Скоро лицо Инго заполняет кадр.

— Так все кончается для тебя, — говорит он и проходит мимо камеры.

— Именно для меня? — переспрашиваю я. — Просто для ясности.

— Конечно. Но по дороге я говорил и с другими.

— Этот фильм видели другие?

— Другие видели ранние части. Ранние люди, ранние части.

— То есть фильм будет продолжаться мимо меня в будущее?

— Возможно, — говорит он, но его голос теперь так далеко.
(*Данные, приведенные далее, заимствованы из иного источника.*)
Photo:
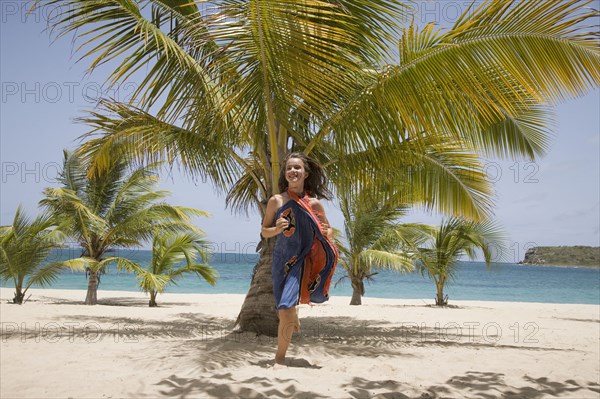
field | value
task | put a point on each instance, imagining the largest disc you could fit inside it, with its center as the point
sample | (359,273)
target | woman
(304,257)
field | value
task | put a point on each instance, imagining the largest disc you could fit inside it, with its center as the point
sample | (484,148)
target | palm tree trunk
(152,299)
(258,312)
(92,297)
(19,295)
(440,300)
(358,290)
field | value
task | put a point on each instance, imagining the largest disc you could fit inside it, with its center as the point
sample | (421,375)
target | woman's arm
(318,208)
(268,230)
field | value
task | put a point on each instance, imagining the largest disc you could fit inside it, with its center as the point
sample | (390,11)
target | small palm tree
(168,252)
(453,239)
(373,241)
(111,208)
(23,248)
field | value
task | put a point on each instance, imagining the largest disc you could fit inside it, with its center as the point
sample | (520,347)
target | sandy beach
(55,347)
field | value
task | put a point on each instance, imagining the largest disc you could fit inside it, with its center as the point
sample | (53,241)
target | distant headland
(577,255)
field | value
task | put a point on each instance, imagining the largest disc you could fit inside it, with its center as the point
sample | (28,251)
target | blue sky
(552,201)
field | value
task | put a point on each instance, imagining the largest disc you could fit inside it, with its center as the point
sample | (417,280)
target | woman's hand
(281,224)
(325,229)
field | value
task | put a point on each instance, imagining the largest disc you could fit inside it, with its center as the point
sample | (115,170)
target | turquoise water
(503,282)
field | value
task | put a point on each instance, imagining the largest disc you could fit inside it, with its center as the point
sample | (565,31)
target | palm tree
(453,239)
(374,240)
(24,246)
(230,90)
(110,209)
(168,251)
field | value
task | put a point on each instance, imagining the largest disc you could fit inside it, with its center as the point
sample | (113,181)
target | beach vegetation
(116,207)
(227,88)
(24,248)
(174,255)
(374,239)
(455,238)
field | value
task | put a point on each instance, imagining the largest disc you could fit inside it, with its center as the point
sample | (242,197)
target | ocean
(507,282)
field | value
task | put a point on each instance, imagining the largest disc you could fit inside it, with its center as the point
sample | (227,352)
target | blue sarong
(304,260)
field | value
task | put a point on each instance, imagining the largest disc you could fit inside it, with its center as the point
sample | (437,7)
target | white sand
(53,346)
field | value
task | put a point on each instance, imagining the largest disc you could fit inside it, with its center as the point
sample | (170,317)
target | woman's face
(295,173)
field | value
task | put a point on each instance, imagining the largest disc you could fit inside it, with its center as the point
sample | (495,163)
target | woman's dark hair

Экран белый, и я слышу, как за спиной хлопает пленка. Выключаю проектор и осознаю: о, похоже, уже пора забирать своего клона. Надо признать, я жду не дождусь, когда буду гулять с ним вместе по горящим пейзажам, наблюдать, как он становится собой, учить его всему, что знаю о горении, смотреть фильмы, которые он снимет. Я вылезаю из норы обратно на поле боя. Все стало только хуже: взрывы, искалеченные тела, стенания. Теперь здесь диггеры во главе с самой Диггер, уже двадцатилетней, вооруженные, оборванные, смелые, сталкиваются с работниками «Слэмми», у которых с собой бутылки собственной мочи, потому что начальство запрещает им отвлекаться от боя на туалет. Огромный телеэкран, висящий на стене пещеры, теперь, оказывается, захватила сцена с ослепшим Барассини и Кастором из переписанной с точки зрения ослепленных лошадей версии «Эквуса»[185], авторства Поллукса.
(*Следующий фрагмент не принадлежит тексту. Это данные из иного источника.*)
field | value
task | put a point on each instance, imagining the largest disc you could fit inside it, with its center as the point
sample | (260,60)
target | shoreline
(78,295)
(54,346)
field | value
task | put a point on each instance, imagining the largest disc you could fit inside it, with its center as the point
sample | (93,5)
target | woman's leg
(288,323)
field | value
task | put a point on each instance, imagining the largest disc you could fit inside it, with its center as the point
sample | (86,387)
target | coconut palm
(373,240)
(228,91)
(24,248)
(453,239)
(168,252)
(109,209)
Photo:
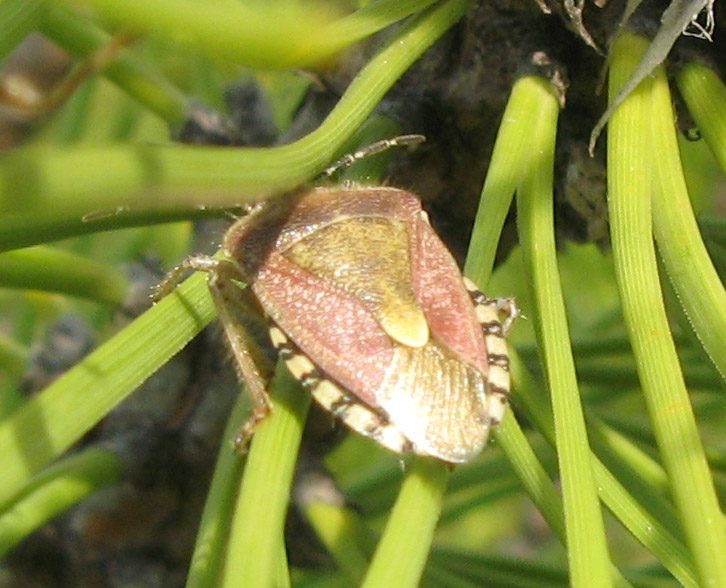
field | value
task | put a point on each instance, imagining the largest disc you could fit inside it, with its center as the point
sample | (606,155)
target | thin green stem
(587,547)
(402,551)
(55,270)
(49,194)
(57,489)
(630,185)
(256,545)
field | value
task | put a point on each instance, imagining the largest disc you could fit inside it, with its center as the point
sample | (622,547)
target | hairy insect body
(372,315)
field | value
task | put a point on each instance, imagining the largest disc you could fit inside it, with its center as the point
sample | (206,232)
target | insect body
(371,313)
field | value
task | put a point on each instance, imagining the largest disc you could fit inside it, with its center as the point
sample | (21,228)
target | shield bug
(370,312)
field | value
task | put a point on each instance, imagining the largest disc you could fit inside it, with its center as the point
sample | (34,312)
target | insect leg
(372,149)
(233,302)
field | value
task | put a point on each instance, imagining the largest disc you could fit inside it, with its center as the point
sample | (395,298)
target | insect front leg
(233,303)
(509,309)
(252,365)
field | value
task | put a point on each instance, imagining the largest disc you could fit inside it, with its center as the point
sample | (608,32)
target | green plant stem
(55,270)
(83,39)
(76,191)
(645,527)
(255,552)
(209,548)
(18,18)
(502,179)
(684,254)
(342,532)
(402,551)
(259,35)
(705,96)
(50,422)
(587,547)
(631,165)
(55,491)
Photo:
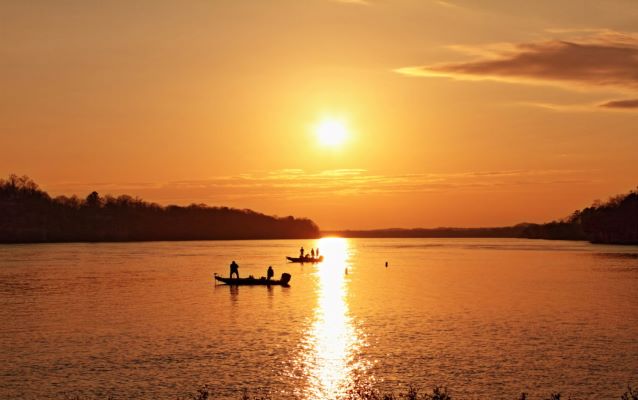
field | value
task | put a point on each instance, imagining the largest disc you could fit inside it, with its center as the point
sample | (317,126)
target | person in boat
(234,269)
(270,273)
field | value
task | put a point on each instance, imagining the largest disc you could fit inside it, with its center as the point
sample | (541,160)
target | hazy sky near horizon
(459,113)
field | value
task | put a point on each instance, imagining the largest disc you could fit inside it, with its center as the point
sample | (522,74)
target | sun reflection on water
(330,361)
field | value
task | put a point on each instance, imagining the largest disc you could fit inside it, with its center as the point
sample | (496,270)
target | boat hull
(254,281)
(305,260)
Барассини: Хорошо, что Алан нас ослепил.

Кастор: Ибо теперь мы прозрели!

Барассини: Разве не зрячие кони на самом деле слепы?

Кастор: Полагаю, да.

Барассини: Аве Поллукс!

Кастор: Аве Поллукс!

В голове мелькает воспоминание о сцене из фильма Инго, вспомнившейся под гипнозом.
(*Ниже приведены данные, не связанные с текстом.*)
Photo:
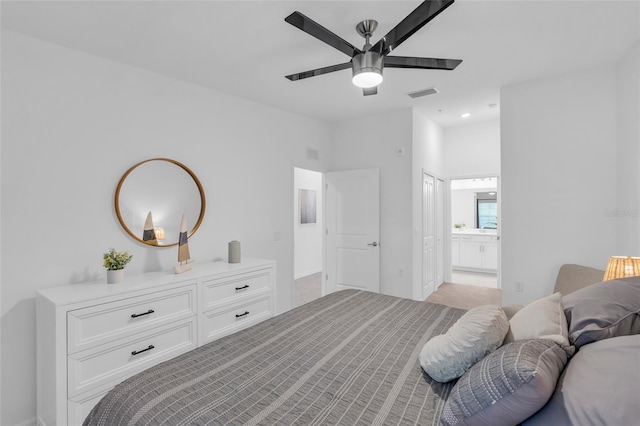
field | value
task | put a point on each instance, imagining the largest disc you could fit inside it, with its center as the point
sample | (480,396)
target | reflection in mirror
(151,198)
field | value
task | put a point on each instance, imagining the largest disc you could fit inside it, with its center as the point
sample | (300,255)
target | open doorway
(308,238)
(475,234)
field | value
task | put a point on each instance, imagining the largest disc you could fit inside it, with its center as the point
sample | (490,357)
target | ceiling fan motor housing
(367,63)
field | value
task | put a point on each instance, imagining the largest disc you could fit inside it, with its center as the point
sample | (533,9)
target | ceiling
(245,48)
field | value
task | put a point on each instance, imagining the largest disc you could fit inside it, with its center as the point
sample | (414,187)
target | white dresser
(91,336)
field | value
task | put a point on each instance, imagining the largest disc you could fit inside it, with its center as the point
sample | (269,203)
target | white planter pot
(115,276)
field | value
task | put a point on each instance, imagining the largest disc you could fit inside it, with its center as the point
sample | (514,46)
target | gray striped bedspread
(348,358)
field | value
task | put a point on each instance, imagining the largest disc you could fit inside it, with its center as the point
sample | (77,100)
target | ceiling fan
(367,63)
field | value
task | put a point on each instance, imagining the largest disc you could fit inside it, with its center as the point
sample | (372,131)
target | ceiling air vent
(424,92)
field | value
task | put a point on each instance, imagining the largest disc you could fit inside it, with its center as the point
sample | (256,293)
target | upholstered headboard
(574,277)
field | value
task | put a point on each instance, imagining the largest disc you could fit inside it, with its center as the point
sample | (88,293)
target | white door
(428,236)
(353,230)
(439,232)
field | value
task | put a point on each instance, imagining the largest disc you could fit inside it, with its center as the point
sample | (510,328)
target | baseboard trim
(31,422)
(306,274)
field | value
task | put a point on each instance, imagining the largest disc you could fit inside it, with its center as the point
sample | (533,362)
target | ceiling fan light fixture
(367,69)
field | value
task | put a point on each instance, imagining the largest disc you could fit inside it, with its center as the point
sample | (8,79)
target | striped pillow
(507,386)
В ней Барассини вступает в религию, основанную Поллуксом, и Поллукс его якобы нанимает, чтобы помочь Кастору привыкнуть к слепоте, но на самом деле Поллукс его вербует, чтобы внедрить Кастору ложные воспоминания о предполагаемом детском чуде Поллукса. Теперь же Барассини беспокоится, что Поллукс убьет его, чтобы сохранить тайну. Он надеется, что в фильме Инго найдутся предсказания о его обстоятельствах, чтобы можно было защититься. Потому он и стал одержимым фильмом Инго. Я, все еще под гипнозом, решаю не рассказывать об этой сцене Барассини.

— Есть что? — спрашивает Барассини.

— Просто чернота, — говорю я.

— Не слепоту ли Поллукса ты, случаем, видишь?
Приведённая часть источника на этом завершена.